En medio de La Mancha, un día de finales de octubre, nos topamos en una venta con unos desarrapados, que resultaron ser unos malandrines que habían desplumado a un contador de la Real Hacienda. Tras una breve refriega, un par de ellos quedaron muertos y se tomaron por presos a otros dos. “El marquesito” no se arredró en la lucha y se expuso como el que más. Tal pareció por su euforia que era Aquiles tras batir a Héctor. Y bajo el calor de su heroísmo aqueo nos invitó a unos buenos caldos de Valdepeñas ( no sé cómo se los pagó al ingenuo mesonero) que, junto al cansancio que arrastrábamos de semanas de fatigas, nos hicieron despertar al día siguiente cuando el sol estaba en su cenit. Aprovechando esto, los presos pusieron pies en polvorosa, como era de esperar, porque les aguardaba con seguridad una soga en Almagro.”

[En este punto del relato quiero dejar constancia de mis dudas acerca de las líneas que siguen, ya que tanto la caligrafía como la calidad de la tinta e incluso el estilo parecen que no corresponden a la redacción original. ¿Un añadido posterior? A esperas de un análisis más técnico y exhaustivo, valga esta advertencia para que el lector tome sus propias conclusiones]
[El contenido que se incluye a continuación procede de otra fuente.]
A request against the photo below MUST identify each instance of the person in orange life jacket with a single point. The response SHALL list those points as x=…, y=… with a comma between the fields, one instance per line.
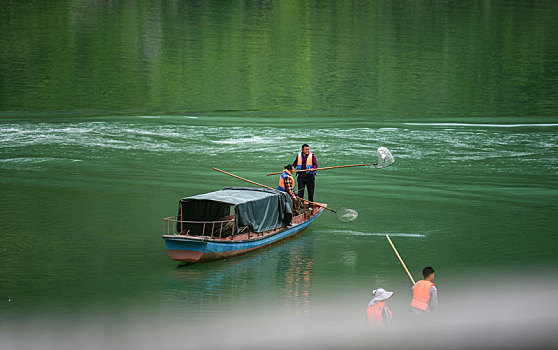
x=378, y=313
x=286, y=181
x=425, y=294
x=306, y=160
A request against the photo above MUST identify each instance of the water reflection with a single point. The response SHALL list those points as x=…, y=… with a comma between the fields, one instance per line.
x=279, y=276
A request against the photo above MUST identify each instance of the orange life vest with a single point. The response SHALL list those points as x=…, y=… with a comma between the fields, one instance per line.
x=284, y=175
x=374, y=313
x=309, y=164
x=421, y=295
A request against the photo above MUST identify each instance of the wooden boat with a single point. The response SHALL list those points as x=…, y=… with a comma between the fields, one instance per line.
x=233, y=221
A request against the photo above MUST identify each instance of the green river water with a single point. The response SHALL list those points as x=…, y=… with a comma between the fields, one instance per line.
x=110, y=112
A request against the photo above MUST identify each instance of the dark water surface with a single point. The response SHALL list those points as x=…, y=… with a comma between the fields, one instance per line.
x=110, y=112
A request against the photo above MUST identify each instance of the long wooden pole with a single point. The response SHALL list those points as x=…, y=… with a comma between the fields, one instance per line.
x=328, y=167
x=255, y=183
x=401, y=260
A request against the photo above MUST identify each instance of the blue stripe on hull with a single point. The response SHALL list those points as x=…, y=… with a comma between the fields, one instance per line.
x=209, y=247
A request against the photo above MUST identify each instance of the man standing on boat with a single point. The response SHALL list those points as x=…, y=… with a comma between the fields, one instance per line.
x=286, y=181
x=306, y=161
x=425, y=294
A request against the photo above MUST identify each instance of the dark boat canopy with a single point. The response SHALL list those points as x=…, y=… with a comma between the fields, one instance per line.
x=260, y=208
Tras un magro almuerzo y bajo la sombra de un molino de viento, “el marquesito” quiso sincerarse conmigo, porque decía que yo era el único que le inspiraba algo de confianza. Era tal su necesidad de desahogarse que, entre lágrimas, me dijo que había sido él que había liberado a los presos y que también traicioneramentenos hizo beber de más para facilitarlo. No supe qué decir y durante un tiempo callamos. “Era mi padre, sí, mi verdadero padre. Gabriel, no podía dejar que lo mataran, al fin y al cabo no era ni mejor que nosotros ni que los franceses. Son tiempos extraños”. Y me contó que su padre les abandonó a él y a su madre, que trabajaba de sirvienta en el cortijo de unos marqueses. “El marquesito” se crió con los hijos del marqués y el cura del lugar le enseñó las cuatro reglas, la Historia Sagrada y cosas que no debía aprender un buen cristiano porque venían de la Francia de Robespierre. Por tanto, toda su historia como noble era tan falsa como el beso de Judas. Creyó que la guerra le haría posible prosperar, pero en esas, vio ayer la cara de su padre, ensangrentada, sucia y sus muñecas sujetas con una cuerda. En ese momento, “el marquesito” fue más Quijano que Panza, más Sancho que Alonso. De mi talega saqué el último chusco de pan y lo compartimos con “la Paca”, que se acercó a nosotros buscando la sombra y a su dueño y señor.